Showing posts with label ice bucket challenge. Show all posts
Showing posts with label ice bucket challenge. Show all posts

Wednesday, 27 August 2014

Daily Star: Ban The Bum

IT'S not just people doing the Ice Bucket Challenge that are chilling themselves for charity - this brave teenager raised hundreds of pounds for charity by stripping naked on the top of Mount Kilimanjaro.


Respect to that paragon of decorum and good taste the Star for pixelating this young man's bum.

On other pages, endless ads for proprietor Richard Desmond's 'adult TV channels'.

Friday, 22 August 2014

Thought For The Day: Peter Robinson

It's very easy to sit at a desk criticising charitable acts. It's also easy to bake a potato; that doesn't mean it's wrong.

Peter Robinson, Lost In Showbiz, The Guardian; Ice bucket challenge: a celebrity wet T-shirt contest that has nothing to do with charity.



PS That might be it from me today.

Wednesday, 20 August 2014

Sam Smith: Bizarre

Tasteful reference to the sinking of the Belgrano there.
Sam Smith is 'special guest editor' of today's Bizarre showbiz column in The Sun!

Well, when I say 'special guest editor', I mean 'had his photo taken with section editor, Dan Wooton', obvs.

Here's our Sam and Dan looking at a computer screen - wonder if it's turned on?


Sam remembers meeting Kim Kardashian; 'I shat my pants'.

Sam says he really likes Justin Bieber's style; 'I LOVE Justin’s pink shoes. I really want them!'

And Sam and Dan take part in the ALS Ice Bucket Challenge!

Hahaha.

Wonder if they'd like to take part in the Fagburn Can Of Petrol And A Lit Match Challenge?

PS Did you catch Sam's dating do's and don'ts in yesterday's Metro?

BLOCKED!
No offence to people who go on Tinder but I just feel like it’s ruining romance, I really do.
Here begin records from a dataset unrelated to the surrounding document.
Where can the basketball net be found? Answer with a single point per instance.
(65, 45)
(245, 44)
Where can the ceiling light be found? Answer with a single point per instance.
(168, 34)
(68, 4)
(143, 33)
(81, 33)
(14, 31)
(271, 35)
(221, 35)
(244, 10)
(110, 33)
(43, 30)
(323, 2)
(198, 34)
‘We’re losing the art of conversation and being able to go and speak to people and you’re swiping people.

‘From my experience the most beautiful people I’ve been on dates with are the dumbest, so why would I swipe people who are “unattractive” when I could potentially fall in love with them? Stop Tinder and Grindr!’


It would be churlish to point out here that Mr Smith is not exactly much of a looker, is she?